Björn sabe que não será fácil, mas quer deixar a metadona em três anos. swissinfo.ch

Björn é um jovem de 29 anos. Há cinco ele abandonou a heroína. Após dez tratamentos de desintoxicação, agora ele recebe metadona em um programa de substituição em Berna. Sua dose diária baixou de 200 para 130 miligramas.

Dezoito mil toxicômanos na Suíça também recebem metadona, uma medida do governo que conseguiu reduzir em um terço a taxa de mortalidade entre os dependentes de droga assistidos.

Com seus grandes olhos escuros e cristalinos, Jörg resume sua trajetória de vida. “Eu tenho meu próprio apartamento”, explica ele com orgulho, lembrando que passou metade da sua vida consumindo drogas. Agora ele sente uma certa estabilidade.

“Eu comecei a fumar maconha e beber álcool quando ainda estava na escola, aos quatorze anos de idade”.

Aos 16, como aprendiz de padeiro, ele passou a freqüentar a chamada cena “tecno”, jovens que gostam de ouvir e dançar a música eletrônica. “Nessa época eu consumi muito ecstasy, LSD, speed e outras drogas sintéticas.

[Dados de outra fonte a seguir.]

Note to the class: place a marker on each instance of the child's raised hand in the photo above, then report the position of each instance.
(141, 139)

Um ano depois eu abandonava a minha formação profissional”.

Depois seguiram anos de curtos períodos de emprego, de insatisfação e diversas fases de depressão, um bom caldo de cultivo para os opiáceos.

“Ao provar uma vez a heroína, eu notei imediatamente algo diferente. Com as outras drogas a gente vive uma espécie de ‘flash’, mas com a heroína eu já não me sentia sozinho, mas sim protegido. Um dia só após a minha primeira experiência, eu já sentia uma grande exigência psíquica para tomá-la de novo”, conta.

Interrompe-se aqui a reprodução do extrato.